The wishes and aspirations held by Fred and Evelyn for their life together after the war were not to be realized. Frederick Stanley Albright was reported killed in action at Passchendaele on 26 October 1917. It was his first engagement.

Fred's last letter to Evelyn was the one written on 19 and 20 October 1917. Evelyn continued writing to Fred, her last letter to him being that of November 8th to 11th 1917. Fred did not receive any of the letters that Evelyn wrote in October 1917. These were returned to her, much later, with the announcement "Killed in Action" written on the envelopes. Evelyn learned of Fred's death in a telegram from the Director of Records in Ottawa, dated November 10, which read: "Deeply regret inform you 895173 Pte. Frederick Stanley Albright was officially reported killed in action between October twenty third and twenty sixth 1917." In August 1919 she received a formal death certificate from Militia Headquarters, Ottawa.

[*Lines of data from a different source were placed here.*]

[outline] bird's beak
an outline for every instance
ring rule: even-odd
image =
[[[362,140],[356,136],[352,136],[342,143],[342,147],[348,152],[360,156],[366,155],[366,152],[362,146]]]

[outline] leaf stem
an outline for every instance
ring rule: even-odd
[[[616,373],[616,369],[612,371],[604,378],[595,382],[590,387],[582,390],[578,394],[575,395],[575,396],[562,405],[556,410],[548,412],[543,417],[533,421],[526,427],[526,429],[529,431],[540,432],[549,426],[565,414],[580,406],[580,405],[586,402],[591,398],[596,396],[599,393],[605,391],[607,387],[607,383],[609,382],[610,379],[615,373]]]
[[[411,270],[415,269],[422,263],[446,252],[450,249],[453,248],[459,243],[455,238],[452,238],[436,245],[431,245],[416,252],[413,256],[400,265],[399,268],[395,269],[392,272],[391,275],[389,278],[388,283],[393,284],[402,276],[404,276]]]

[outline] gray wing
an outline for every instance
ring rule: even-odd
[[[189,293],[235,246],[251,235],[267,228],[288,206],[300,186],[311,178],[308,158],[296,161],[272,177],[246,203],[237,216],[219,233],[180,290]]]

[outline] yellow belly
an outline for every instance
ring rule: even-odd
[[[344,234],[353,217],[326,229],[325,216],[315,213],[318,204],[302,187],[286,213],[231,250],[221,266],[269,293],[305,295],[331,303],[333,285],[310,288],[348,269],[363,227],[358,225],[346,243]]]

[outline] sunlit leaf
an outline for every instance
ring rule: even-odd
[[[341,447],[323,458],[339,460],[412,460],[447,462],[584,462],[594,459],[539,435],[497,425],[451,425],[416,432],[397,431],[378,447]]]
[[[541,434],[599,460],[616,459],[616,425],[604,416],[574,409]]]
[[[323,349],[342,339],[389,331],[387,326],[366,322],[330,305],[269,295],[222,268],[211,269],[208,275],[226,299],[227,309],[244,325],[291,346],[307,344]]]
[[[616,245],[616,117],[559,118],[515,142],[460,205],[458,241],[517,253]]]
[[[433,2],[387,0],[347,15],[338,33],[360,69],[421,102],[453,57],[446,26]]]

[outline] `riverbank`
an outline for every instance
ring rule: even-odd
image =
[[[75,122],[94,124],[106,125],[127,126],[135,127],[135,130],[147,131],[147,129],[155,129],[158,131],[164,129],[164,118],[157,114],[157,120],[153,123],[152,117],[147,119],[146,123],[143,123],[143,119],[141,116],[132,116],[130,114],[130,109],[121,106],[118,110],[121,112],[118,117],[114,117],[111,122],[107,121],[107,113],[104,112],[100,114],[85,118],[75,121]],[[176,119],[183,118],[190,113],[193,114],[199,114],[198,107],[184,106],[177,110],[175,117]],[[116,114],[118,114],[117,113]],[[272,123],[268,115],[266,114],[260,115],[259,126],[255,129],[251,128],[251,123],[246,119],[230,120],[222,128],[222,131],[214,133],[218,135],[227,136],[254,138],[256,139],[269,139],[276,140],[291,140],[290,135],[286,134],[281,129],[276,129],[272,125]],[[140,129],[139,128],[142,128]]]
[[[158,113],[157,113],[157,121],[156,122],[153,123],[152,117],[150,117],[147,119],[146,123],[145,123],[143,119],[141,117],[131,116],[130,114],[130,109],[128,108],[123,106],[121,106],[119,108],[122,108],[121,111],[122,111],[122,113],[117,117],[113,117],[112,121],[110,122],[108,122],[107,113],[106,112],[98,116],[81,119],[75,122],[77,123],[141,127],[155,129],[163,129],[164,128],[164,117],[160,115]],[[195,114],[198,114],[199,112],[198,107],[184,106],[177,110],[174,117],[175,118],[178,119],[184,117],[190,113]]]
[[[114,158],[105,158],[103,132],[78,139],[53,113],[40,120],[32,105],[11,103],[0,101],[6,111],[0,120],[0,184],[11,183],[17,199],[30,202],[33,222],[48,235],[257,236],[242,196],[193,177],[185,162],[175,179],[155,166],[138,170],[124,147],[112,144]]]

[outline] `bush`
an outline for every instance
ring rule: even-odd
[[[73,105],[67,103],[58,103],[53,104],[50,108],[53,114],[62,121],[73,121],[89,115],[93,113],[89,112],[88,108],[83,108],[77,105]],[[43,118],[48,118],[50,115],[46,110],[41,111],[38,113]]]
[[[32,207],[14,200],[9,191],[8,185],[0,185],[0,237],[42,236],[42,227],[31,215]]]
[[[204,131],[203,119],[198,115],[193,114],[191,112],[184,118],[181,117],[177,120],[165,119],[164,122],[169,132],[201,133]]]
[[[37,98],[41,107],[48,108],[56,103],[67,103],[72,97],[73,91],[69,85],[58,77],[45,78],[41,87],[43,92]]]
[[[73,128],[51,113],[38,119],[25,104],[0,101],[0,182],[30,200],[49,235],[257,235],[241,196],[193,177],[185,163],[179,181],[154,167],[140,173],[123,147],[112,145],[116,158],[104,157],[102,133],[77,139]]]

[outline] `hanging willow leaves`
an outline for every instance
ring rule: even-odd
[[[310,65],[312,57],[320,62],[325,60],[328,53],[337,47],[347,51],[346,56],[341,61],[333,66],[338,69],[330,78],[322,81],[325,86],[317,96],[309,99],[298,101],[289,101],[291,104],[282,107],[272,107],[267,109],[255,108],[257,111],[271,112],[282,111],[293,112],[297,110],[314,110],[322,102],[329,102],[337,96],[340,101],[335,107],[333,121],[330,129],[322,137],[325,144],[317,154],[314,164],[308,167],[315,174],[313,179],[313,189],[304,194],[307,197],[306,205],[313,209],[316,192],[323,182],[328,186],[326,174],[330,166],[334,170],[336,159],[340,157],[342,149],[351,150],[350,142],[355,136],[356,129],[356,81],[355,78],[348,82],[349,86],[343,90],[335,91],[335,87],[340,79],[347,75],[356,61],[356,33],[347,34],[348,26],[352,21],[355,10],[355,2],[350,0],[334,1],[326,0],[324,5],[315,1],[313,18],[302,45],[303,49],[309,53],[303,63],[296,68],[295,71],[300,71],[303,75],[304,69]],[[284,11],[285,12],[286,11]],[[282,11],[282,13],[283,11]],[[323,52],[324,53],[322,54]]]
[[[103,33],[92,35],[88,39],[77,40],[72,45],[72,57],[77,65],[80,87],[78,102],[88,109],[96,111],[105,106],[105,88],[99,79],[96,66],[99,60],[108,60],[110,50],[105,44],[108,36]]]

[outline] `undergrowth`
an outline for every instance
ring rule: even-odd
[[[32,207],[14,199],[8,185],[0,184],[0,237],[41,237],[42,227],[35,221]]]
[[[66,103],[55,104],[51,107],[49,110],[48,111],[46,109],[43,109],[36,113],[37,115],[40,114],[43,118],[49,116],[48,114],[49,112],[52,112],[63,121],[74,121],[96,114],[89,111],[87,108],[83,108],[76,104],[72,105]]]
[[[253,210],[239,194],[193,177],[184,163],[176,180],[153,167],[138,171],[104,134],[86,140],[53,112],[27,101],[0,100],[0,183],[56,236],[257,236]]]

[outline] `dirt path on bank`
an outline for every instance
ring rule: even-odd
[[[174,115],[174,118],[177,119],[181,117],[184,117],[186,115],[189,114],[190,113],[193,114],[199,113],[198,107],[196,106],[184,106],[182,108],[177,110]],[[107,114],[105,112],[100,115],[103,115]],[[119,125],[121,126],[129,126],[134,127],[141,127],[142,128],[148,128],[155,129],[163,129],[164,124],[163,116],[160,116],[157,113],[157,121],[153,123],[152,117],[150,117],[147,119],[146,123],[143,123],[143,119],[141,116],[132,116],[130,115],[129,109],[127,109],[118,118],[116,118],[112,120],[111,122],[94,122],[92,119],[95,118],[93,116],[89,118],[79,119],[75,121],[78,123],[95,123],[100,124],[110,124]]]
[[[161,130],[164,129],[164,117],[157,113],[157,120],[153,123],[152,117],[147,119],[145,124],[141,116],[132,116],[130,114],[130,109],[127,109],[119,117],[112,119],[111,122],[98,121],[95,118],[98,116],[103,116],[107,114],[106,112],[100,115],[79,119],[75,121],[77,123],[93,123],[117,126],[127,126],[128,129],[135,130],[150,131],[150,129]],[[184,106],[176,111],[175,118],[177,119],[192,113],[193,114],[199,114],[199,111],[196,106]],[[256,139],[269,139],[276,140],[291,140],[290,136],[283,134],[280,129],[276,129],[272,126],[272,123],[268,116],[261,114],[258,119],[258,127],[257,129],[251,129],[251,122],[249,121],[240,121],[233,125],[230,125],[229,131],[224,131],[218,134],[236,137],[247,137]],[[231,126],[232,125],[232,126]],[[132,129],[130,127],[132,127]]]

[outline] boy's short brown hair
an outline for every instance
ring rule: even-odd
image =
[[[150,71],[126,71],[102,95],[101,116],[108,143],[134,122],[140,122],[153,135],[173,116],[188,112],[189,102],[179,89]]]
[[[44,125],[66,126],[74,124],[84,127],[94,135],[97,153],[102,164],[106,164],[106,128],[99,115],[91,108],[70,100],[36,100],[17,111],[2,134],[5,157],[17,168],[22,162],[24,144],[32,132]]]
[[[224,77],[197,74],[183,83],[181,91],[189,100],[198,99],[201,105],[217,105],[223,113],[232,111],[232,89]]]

In a letter(1) dated 5 November 1919, which she sent to the editor of Memorial Acta,(2) Evelyn Albright described the scene at Passchendaele as it was related to her: " ... I do not know of any information that would be of special interest. My husband was in France only about six weeks, and I have been told that although he had been in the second lines previously, this was his first battle. Only recently I saw his Lieutenant, and he told me that only two or three, besides himself, out of his platoon, came out of that fight. The conditions were frightful, and there are no details. Lieut. Rodgers said he was in another part of the trench, and when he came back, he found that several of his men had been killed by the same shell."

Evelyn provided further information in a separate letter(3) (dated 22 January 1920), possibly for the University of Toronto Roll of Service (4) She wrote "I am told by the Lieutenant in charge of my husband's platoon that they had been in the lines for six days in a badly exposed position - without trenches to call by that name, under heavy fire. ..."

Evelyn presumed that Fred had been buried in the lines. The citation in the University of Toronto Roll of Service reads that he was buried at Passchendaele. The records of the Commonwealth War Graves Commission show that he was buried at the Larchwood (Railway Cutting) Cemetery, Zillebeke (near Ypres), Belgium in Plot 4. Row H. Grave 7.

The name of Frederick Stanley Albright appears on page 190 in the Book of Remembrance of the First World War, which is kept in the Chapel of the Parliament of Canada in Ottawa. Each year on May 1 and 2 this page is displayed for public viewing.

Evelyn remained in Calgary to complete her law studies and graduated in 1919, standing third in the province. She became only the second woman lawyer in Alberta but did not practice. She returned east to London, Ontario, where her father was pastor at Colborne Street Methodist Church. In 1920 she joined the English department at the University of Western Ontario, under Professor William F. Tamblyn. The first female instructor in a department of three Evelyn Albright had a successful career at Western. In 1925 she became an Assistant Professor and was promoted to Associate Professor in 1934.

After attending courses at the University of Chicago for several summers she received her M.A. in English in 1926. Evelyn's taste in English literature was wide-ranging with her main interest being the 18th century. Colleagues, students and those outside the university community held her in high regard. Upon retirement in 1951 Evelyn was active in the University Alumni Association, of which she was later granted honorary membership.

Elnora Evelyn Kelly Albright died at the age of 89 in London, Ontario on 24 April 1979. After her death, the correspondence was donated to the University of Western Ontario by her literary executor, Frances Gage.


1. The letter is in the file of Frederick Stanley Albright at the University of Toronto Archives, A73-0026/003.

2. Published by Acta Victoriana.

3. The letter is also in the file of Frederick Stanley Albright at the University of Toronto Archives.

4. University of Toronto Roll of Service, 1914-1918. University of Toronto Press, 1921.